Saturday, October 04, 2008

The Final Days of Edgar Allan Poe


"Take this kiss upon the brow!
And, in parting from you now,
Thus much let me avow—
You are not wrong, who deem
That my days have been a dream:
Yet if hope has flown away
In a night, or in a day,
In a vision or in none,
Is it therefore the less gone?
All that we see or seem
Is but a dream within a dream."


Edgar Allan Poe
"A Dream Within A Dream" (1849)


He is best remembered as the author of mysterious and macabre stories.

I remember becoming interested in his works when, as a teenager, I heard a recording by The Alan Parsons Project playing in a record store.

The album consisted entirely of songs that were inspired by his writings. It was called "Tales of Mystery and Imagination."

It fascinated me. It was the store's featured new release and, as such, was being played repeatedly for all the patrons to hear. At the front of the store, the album's cover was displayed beneath a sign that said, "Now playing."

I don't know how many people were persuaded to purchase that album by that kind of exposure and sales technique, but it worked on me.
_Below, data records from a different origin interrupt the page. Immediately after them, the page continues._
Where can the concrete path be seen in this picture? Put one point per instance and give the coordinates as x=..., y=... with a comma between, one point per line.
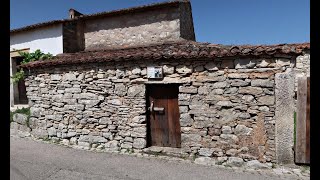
x=35, y=160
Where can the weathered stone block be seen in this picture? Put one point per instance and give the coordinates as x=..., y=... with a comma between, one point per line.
x=20, y=118
x=188, y=90
x=185, y=120
x=211, y=66
x=238, y=76
x=204, y=161
x=136, y=91
x=242, y=130
x=244, y=63
x=167, y=69
x=238, y=82
x=226, y=130
x=183, y=69
x=69, y=77
x=266, y=100
x=235, y=162
x=250, y=90
x=139, y=143
x=207, y=152
x=78, y=107
x=120, y=90
x=262, y=83
x=255, y=164
x=55, y=77
x=52, y=131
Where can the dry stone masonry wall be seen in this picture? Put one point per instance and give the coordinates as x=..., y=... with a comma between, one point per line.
x=227, y=107
x=134, y=29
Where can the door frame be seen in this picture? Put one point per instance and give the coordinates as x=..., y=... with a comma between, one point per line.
x=147, y=86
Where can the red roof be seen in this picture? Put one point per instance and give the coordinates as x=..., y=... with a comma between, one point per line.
x=173, y=51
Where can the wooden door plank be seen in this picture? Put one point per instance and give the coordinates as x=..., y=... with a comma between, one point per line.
x=300, y=148
x=164, y=127
x=308, y=123
x=174, y=124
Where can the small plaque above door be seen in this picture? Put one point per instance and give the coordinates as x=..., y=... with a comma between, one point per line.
x=154, y=72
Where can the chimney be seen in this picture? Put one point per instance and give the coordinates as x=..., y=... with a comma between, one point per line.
x=73, y=13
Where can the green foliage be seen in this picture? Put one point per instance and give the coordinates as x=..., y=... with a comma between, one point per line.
x=17, y=76
x=25, y=111
x=29, y=57
x=35, y=56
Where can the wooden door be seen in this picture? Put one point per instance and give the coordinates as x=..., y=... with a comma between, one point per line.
x=302, y=144
x=22, y=92
x=163, y=116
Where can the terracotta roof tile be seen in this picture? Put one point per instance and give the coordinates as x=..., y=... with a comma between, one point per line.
x=171, y=50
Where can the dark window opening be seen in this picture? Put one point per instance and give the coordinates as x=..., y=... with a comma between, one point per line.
x=20, y=96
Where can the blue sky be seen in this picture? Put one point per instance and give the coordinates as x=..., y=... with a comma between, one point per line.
x=215, y=21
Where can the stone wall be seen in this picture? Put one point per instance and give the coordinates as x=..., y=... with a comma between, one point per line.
x=302, y=67
x=135, y=29
x=227, y=107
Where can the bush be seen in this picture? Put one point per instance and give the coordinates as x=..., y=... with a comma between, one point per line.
x=29, y=57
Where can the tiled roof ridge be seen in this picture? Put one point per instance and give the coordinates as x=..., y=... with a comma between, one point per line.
x=171, y=50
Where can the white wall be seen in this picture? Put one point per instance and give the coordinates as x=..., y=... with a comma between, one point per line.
x=47, y=39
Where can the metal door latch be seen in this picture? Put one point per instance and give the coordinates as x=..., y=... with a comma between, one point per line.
x=151, y=107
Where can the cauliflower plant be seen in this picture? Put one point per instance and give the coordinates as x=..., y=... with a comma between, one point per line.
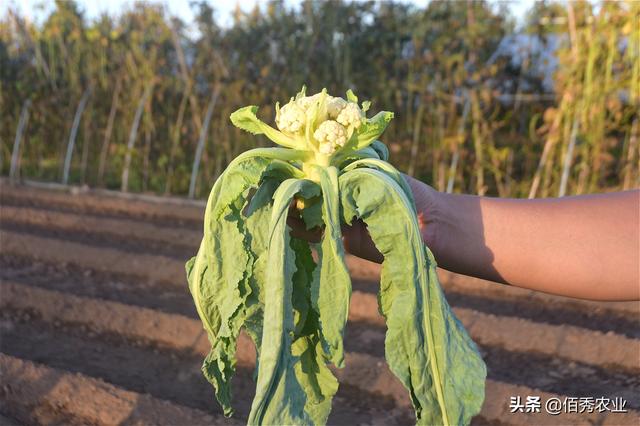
x=325, y=129
x=251, y=273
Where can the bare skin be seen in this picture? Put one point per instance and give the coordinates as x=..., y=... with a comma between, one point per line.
x=586, y=247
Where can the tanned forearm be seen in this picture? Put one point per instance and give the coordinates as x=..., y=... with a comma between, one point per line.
x=584, y=247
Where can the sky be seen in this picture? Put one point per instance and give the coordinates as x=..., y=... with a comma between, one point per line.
x=38, y=9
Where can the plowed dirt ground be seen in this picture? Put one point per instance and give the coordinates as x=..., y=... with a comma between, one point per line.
x=97, y=327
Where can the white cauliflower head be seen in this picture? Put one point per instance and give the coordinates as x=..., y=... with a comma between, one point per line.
x=350, y=115
x=291, y=118
x=330, y=135
x=334, y=106
x=305, y=102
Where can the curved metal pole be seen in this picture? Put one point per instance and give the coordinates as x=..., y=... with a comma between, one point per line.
x=201, y=141
x=72, y=136
x=15, y=154
x=132, y=138
x=456, y=153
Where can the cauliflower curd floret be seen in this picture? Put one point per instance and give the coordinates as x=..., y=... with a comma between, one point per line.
x=350, y=115
x=305, y=102
x=291, y=118
x=330, y=135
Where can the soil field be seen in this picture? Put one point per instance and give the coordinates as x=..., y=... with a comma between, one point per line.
x=97, y=326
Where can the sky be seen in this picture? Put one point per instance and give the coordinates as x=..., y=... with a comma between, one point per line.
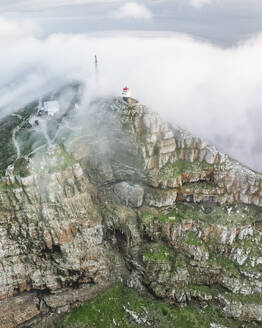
x=197, y=62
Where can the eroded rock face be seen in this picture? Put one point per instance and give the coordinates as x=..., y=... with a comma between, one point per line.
x=135, y=200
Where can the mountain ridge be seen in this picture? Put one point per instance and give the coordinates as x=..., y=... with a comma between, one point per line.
x=117, y=189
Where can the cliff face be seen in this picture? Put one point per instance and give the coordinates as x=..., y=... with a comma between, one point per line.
x=124, y=196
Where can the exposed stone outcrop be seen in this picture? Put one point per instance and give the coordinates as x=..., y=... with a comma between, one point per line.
x=135, y=200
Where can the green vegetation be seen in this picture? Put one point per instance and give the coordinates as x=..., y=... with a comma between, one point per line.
x=165, y=218
x=192, y=239
x=21, y=167
x=125, y=308
x=159, y=254
x=174, y=170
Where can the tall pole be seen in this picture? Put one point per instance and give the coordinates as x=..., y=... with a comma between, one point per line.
x=96, y=67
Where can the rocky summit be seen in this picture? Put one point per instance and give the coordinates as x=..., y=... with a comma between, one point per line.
x=112, y=194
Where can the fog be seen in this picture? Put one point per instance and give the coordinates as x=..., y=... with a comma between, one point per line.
x=212, y=91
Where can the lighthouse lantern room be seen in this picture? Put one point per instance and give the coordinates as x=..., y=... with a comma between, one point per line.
x=126, y=93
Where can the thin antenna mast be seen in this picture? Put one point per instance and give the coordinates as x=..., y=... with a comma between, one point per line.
x=96, y=66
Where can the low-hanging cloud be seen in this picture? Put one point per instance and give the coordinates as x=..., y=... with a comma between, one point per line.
x=13, y=30
x=133, y=10
x=200, y=3
x=36, y=5
x=213, y=92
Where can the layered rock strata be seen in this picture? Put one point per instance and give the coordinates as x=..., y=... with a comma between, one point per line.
x=134, y=200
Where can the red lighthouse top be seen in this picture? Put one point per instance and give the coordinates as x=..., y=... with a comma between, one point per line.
x=126, y=92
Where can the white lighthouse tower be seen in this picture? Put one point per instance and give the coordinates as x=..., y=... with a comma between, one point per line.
x=126, y=93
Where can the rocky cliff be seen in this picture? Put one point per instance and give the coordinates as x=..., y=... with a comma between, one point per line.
x=117, y=194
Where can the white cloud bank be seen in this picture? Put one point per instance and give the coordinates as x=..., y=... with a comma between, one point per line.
x=133, y=10
x=200, y=3
x=35, y=5
x=13, y=30
x=213, y=92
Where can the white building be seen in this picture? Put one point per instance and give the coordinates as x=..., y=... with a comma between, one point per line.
x=51, y=107
x=126, y=92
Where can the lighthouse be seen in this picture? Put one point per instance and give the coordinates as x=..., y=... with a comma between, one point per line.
x=126, y=94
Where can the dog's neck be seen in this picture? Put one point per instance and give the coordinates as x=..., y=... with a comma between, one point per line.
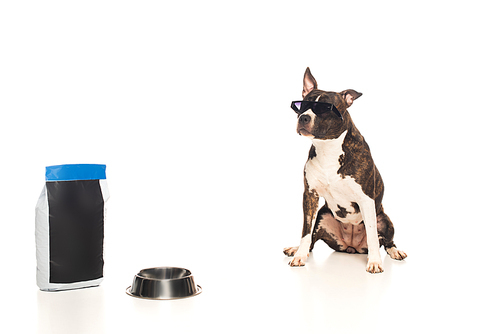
x=329, y=150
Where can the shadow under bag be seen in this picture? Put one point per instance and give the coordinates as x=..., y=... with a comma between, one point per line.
x=70, y=227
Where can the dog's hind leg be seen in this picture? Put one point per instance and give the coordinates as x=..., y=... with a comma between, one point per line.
x=385, y=230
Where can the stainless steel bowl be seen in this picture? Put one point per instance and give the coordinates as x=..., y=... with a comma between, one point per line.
x=163, y=283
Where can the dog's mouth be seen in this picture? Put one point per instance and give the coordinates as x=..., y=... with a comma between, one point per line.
x=303, y=132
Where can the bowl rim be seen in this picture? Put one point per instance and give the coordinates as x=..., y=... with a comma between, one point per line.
x=190, y=274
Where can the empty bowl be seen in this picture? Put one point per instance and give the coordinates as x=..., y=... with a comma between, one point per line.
x=163, y=283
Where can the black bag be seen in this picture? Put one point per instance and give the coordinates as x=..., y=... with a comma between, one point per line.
x=70, y=227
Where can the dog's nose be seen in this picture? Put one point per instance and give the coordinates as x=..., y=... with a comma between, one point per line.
x=304, y=119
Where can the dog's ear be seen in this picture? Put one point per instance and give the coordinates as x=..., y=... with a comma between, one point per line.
x=349, y=96
x=309, y=83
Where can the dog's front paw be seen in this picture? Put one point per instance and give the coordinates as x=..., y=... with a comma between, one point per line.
x=374, y=267
x=290, y=251
x=298, y=261
x=396, y=254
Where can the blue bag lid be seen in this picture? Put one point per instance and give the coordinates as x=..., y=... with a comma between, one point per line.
x=75, y=172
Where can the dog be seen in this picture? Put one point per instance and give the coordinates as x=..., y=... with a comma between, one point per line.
x=341, y=170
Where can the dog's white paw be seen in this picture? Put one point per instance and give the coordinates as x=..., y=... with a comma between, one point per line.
x=396, y=254
x=374, y=267
x=290, y=251
x=298, y=261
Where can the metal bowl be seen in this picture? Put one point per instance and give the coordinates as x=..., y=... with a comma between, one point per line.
x=163, y=283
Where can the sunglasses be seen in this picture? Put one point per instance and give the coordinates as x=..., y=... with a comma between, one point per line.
x=318, y=108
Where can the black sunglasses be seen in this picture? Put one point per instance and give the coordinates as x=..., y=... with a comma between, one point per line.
x=318, y=108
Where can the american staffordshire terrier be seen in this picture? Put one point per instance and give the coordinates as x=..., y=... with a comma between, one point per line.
x=340, y=169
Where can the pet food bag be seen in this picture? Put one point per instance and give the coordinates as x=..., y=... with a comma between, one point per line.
x=69, y=227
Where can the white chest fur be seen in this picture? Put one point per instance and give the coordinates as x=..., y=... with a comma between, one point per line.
x=323, y=177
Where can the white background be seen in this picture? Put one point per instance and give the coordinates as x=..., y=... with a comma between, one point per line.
x=187, y=103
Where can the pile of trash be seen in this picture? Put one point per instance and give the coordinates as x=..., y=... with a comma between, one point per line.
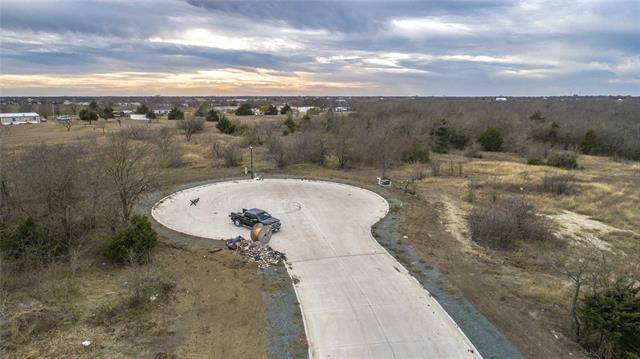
x=257, y=252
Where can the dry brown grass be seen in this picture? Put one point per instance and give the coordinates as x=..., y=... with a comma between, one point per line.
x=523, y=292
x=212, y=296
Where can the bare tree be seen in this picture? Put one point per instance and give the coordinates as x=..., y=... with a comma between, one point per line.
x=67, y=124
x=190, y=125
x=132, y=174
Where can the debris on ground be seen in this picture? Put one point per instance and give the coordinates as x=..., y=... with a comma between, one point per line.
x=257, y=252
x=384, y=182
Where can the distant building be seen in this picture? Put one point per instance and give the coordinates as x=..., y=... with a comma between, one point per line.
x=18, y=118
x=138, y=117
x=161, y=111
x=304, y=109
x=64, y=118
x=225, y=108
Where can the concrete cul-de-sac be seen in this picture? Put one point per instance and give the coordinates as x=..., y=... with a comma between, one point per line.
x=357, y=301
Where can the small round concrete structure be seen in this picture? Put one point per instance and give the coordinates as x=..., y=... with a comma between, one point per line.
x=357, y=301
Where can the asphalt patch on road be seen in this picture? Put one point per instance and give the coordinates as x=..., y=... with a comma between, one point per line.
x=286, y=337
x=484, y=336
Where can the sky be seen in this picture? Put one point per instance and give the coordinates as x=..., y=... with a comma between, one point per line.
x=358, y=48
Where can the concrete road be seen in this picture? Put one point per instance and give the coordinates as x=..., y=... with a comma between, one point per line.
x=357, y=301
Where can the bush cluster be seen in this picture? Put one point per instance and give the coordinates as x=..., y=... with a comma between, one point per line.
x=501, y=224
x=133, y=243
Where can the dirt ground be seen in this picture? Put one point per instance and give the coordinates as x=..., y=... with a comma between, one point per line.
x=216, y=301
x=522, y=292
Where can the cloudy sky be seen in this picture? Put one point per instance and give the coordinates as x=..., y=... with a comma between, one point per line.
x=198, y=47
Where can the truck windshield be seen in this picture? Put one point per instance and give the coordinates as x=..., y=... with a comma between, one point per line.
x=263, y=215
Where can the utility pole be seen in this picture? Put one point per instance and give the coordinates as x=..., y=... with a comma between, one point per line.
x=251, y=151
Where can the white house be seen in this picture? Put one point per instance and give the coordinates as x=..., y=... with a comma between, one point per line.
x=137, y=117
x=304, y=109
x=18, y=118
x=161, y=111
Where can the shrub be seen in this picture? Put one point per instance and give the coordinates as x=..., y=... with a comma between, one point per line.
x=133, y=243
x=142, y=110
x=459, y=141
x=536, y=153
x=290, y=124
x=610, y=321
x=190, y=126
x=563, y=159
x=88, y=115
x=175, y=114
x=285, y=109
x=231, y=155
x=502, y=224
x=536, y=116
x=589, y=142
x=491, y=139
x=27, y=241
x=557, y=184
x=245, y=110
x=225, y=126
x=271, y=110
x=212, y=116
x=473, y=151
x=416, y=152
x=441, y=135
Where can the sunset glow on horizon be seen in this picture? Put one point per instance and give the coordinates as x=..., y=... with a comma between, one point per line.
x=315, y=48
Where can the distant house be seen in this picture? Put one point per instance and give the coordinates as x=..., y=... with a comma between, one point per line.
x=138, y=117
x=18, y=118
x=304, y=109
x=64, y=118
x=161, y=111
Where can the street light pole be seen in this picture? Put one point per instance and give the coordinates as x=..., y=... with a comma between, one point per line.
x=251, y=149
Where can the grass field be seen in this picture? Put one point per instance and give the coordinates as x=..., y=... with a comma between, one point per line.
x=523, y=292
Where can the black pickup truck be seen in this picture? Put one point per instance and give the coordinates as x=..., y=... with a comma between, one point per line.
x=249, y=217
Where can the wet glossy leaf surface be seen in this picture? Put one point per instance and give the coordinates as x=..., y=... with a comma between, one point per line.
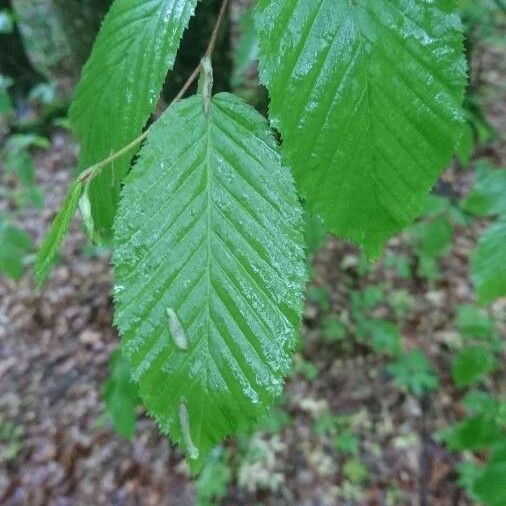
x=367, y=96
x=119, y=89
x=209, y=267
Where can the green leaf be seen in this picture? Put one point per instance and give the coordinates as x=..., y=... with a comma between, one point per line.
x=489, y=487
x=475, y=433
x=488, y=263
x=120, y=395
x=487, y=195
x=414, y=372
x=433, y=238
x=15, y=244
x=367, y=96
x=209, y=265
x=119, y=89
x=56, y=233
x=471, y=364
I bought it that day, having read nothing about it beforehand and having heard only a couple of songs while browsing in the store.

I marveled then, as I do now, at the mind that could compose poems and stories capable of inspiring such musical composition.

Even today, more than 30 years later, I am dazzled by the musicianship of the early incarnation of the group that was put together by a mostly unheralded engineer who worked on the Beatles' "Abbey Road" and Pink Floyd's "The Dark Side of the Moon."

Edgar Allan Poe's death, which remains shrouded in mystery nearly 160 years later, also fascinated me — and still does.

On Oct. 3, 1849, Edgar Allan Poe was found wandering the streets of Baltimore. Poe was delirious, according to the man who found him. He was "in great distress, and ... in need of immediate assistance."

He was taken to a hospital, where he died four days later, never having been lucid long enough to explain what had happened — or why he was wearing clothes that did not belong to him when he was found.

All of Poe's medical records have been lost. Newspaper accounts of the day reported his death but used code words to imply that alcoholism was the cause of death.

Alcohol may or may not have caused Poe's death. Clearly, he struggled with alcohol during his life, but various reports over the years have indicated that it may not have caused his death at the age of 40. He may have been a victim of heart disease, cholera, epilepsy or rabies.

Like the death of Mozart at 35, of which I wrote the other day, Poe's death probably will remain unsolved.

But, as it was with Salieri in the death of Mozart, there does appear to be a plausible suspect in Poe's death.

A fellow named Rufus Griswold, who was a contemporary editor and critic, apparently was one of Poe's adversaries who also apparently tried to smear Poe after his death.

The effort was temporarily successful — until the sources for Griswold's assertions were discredited and the allegations were exposed as lies or distortions.

Poe's reputation was restored — but the cause of his death remains undetermined.